Hi everyone! I haven't post on this forum for years 

Me live here in Portugal with husband and one child.

Husband is English by birth. I am British by right -- in order words -- I hold a British passport (I was born in some part of Latin America)

So, last week I finally took the decision of divorcing my husband. I hired a Portuguese lawyer near where I live (Castelo Branco area). My lawyer made things sound relatively easy (first come the arrangement of child custody - then settlement of property - then divorce).

But after visiting my lawyer for the second time (that was today -- (Thursday, June 2nd 2016) he added some extra information that put me on the nerve . 
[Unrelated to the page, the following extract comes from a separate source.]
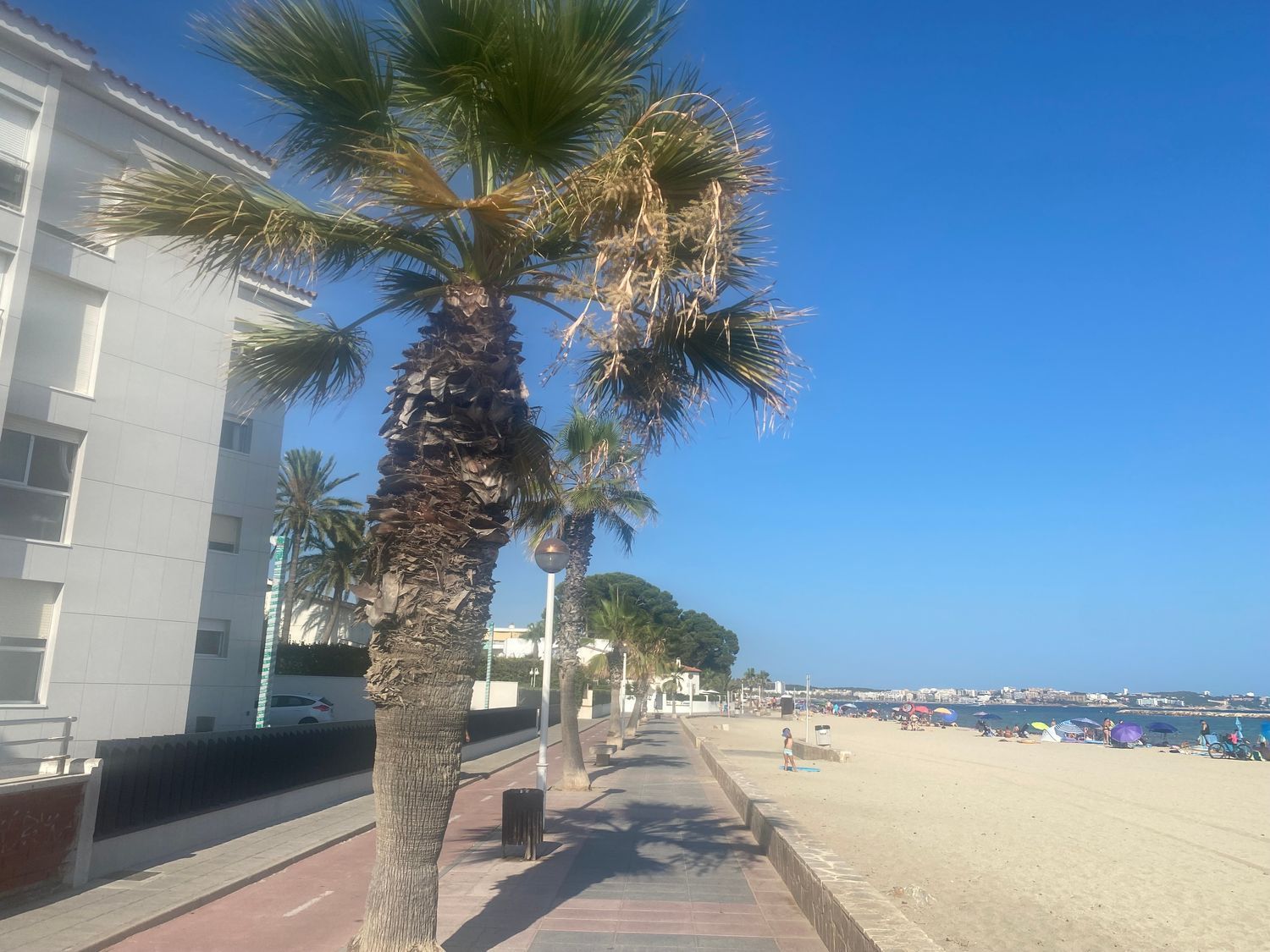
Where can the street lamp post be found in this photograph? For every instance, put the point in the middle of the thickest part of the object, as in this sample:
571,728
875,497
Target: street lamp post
551,556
At the first visit (last week) my lawyer seemed to have been under the clear impression that here in Portugal any foreigner, as long as they are married and legally living here in Portugal, if a decision of divorce takes place, then the law is clear about the ultimate outcome, and that is: 

*-Any property, any assets bought within marriage and without a pre-nuptial agreement in whichever country the couple married to, then property and all assets in the marriage are divided 50% - 50%. *

BUT today he told me that under certain circumstances, this is not always the case here in Portugal! One of such 'circumstances' is when one of the spouse was the sole buyer -- in this case of a property. In my case it was my husband who is the only one who provided money to buy the quinta where we are living at the moment. According to my lawyer, there is a certain law called 'compensation' or something similar (I forgot due to my nervousness) -- basically, my husband under such law, can claim a 'compensation' under the reasoning that he, and only he paid (with his own money) the property (quinta). Apparently, the way how the property was paid (cash or bank transfer) and where it came from, is important for my husband to claim 'compensation' -- which basically is the negation to pay 50% to the other spouse.

Anyway...because I got so nervous after that, I went straight to another lawyer to investigate further.

Unfortunately, the new lawyer put me under more anxiety!! Well, the new lawyer is now saying that I need to get divorce under British law!!!!!!!!!!!!!!!!!!!!!!!! So, this lawyer is encouraged me to call to a lawyer in England for confirmation. I came home too late to call any lawyer in England...instead I decided to research on the Internet...


ANY thoughts on this one?

I will highly appreciate any relevant input on the subject

Desperado :fingerscrossed:


----------